If we define \varphi\left(x\right)=\frac{\chi_{B\left(0,1\right)}\left(x\right)}{\omega_{d}}, then \varphi\ge0 and \int_{\mathbb{R}^{d}}\varphi\left(x\right)dx=1.
Define \varphi_{r}\left(x\right)=r^{-d}\varphi\left(x/r\right). Then \left\{ \varphi_{r}\right\} _{r>0} forms an approximation to the identity.

So

    \begin{align*} f_{r}\left(x\right) & =\int_{\mathbb{R}^{d}}f\left(x-y\right)\varphi_{r}\left(y\right)dy\\ & =\left(f*\varphi_{r}\right)\left(x\right). \end{align*}

This implies \lim_{r\rightarrow0}\norm{f_{r}-f}1=0. Therefore, f_{r_{k}}\rightarrow f, almost everywhere for a suitable sequence \left\{ r_{k}\right\} \rightarrow0. We are left to show that \lim_{r\rightarrow0}f_r\left(x\right) exists almost everywhere.

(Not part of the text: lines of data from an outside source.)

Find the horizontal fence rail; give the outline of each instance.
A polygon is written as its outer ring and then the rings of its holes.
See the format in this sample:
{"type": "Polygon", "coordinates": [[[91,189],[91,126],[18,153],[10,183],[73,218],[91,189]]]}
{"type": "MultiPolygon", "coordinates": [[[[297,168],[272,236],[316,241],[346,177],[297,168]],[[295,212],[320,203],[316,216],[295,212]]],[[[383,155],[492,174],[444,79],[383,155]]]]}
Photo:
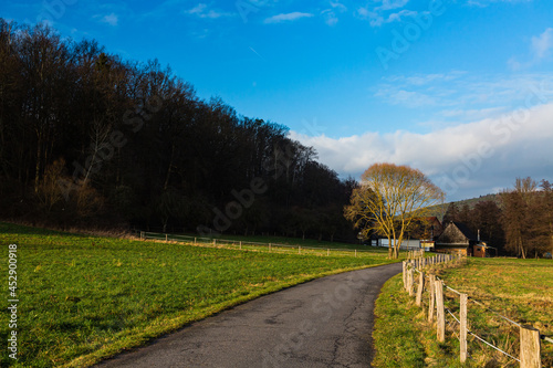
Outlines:
{"type": "Polygon", "coordinates": [[[231,248],[239,250],[250,250],[250,251],[264,251],[264,252],[294,252],[296,254],[315,254],[315,255],[343,255],[343,256],[364,256],[365,254],[371,254],[371,256],[387,256],[387,253],[375,253],[374,250],[357,250],[357,249],[336,249],[336,248],[323,248],[323,246],[303,246],[303,245],[292,245],[292,244],[281,244],[281,243],[262,243],[262,242],[250,242],[243,240],[229,240],[229,239],[215,239],[215,238],[202,238],[202,236],[191,236],[191,235],[178,235],[148,231],[137,231],[137,235],[140,240],[155,240],[163,242],[177,242],[187,243],[194,245],[202,246],[215,246],[215,248],[231,248]]]}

For this purpose, let us denote for each g\in L^{1}, and x\in\mathbb{R}^{d},

    \[ \omega\left(g\right)\left(x\right)=\left|\limsup_{r\rightarrow0}g_{r}\left(x\right)-\liminf_{r\rightarrow0}g_{r}\left(x\right)\right| \]

where g_{r} is defined like f_{r}. The above quantity represents the oscillation of the family \left\{ g_{r}\right\}, as r\rightarrow0.

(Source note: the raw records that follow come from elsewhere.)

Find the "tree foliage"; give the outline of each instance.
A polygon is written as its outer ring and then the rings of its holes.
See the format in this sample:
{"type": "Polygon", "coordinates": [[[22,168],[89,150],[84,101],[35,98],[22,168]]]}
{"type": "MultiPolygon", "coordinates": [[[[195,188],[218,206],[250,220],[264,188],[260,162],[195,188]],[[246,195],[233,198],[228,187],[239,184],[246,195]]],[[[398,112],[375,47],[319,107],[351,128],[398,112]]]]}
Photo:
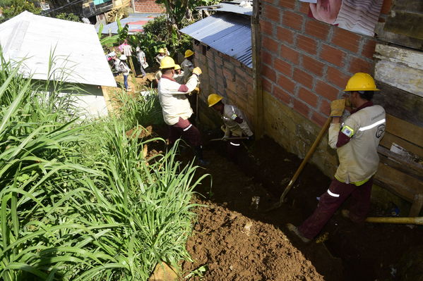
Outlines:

Before to prove our theorem, we investigate the property of \omega\left(g\right)\left(x\right) first. If g is continuous with compact support, then g_{r}\rightarrow g uniformly since as we saw before,

    \[ g_{r}\left(x\right)=\left(f*\varphi_{r}\right)\left(x\right) \]

and \left\{ \varphi_{r}\right\} _{r>0} is a family of good kernels since it is an approximation to the identity. Since g is continuous with compact support, g_{r} converges uniformly to g.

If g\in L^{1}\left(\mathbb{R}^{d}\right), then by weak-type inequality, we have

    \[ m\left(\left\{ x:2M\left(g\right)\left(x\right)>\varepsilon\right\} \right)\le\frac{2A}{\varepsilon}\norm g1. \]

However, since g_{r}\left(x\right)\le M\left(g\right)\left(x\right)
for all r>0, we have

    \[ \omega\left(g\right)\left(x\right)\le2M\left(g\right)\left(x\right). \]

Since C_{0}^{\infty}\left(\mathbb{R}^{d}\right) is dense in L^{1}\left(\mathbb{R}^{d}\right), every f\in L^{1}\left(\mathbb{R}^{d}\right) can be written as f=h+g where h is continuous with compact support and g=f-h\in L^{1}\left(\mathbb{R}^{d}\right).

Note that \omega\left(f\right)\le\omega\left(h\right)+\omega\left(g\right) and \omega\left(h\right)=0 since h is continuous with compact support. So

    \[ m\left(\left\{ x:\omega\left(f\right)\left(x\right)>\varepsilon\right\} \right)\le\frac{2A}{\varepsilon}\norm g1. \]

Since the norm of g can be chosen to be arbitrarily small, we get \omega f=0 almost everywhere. So we are done.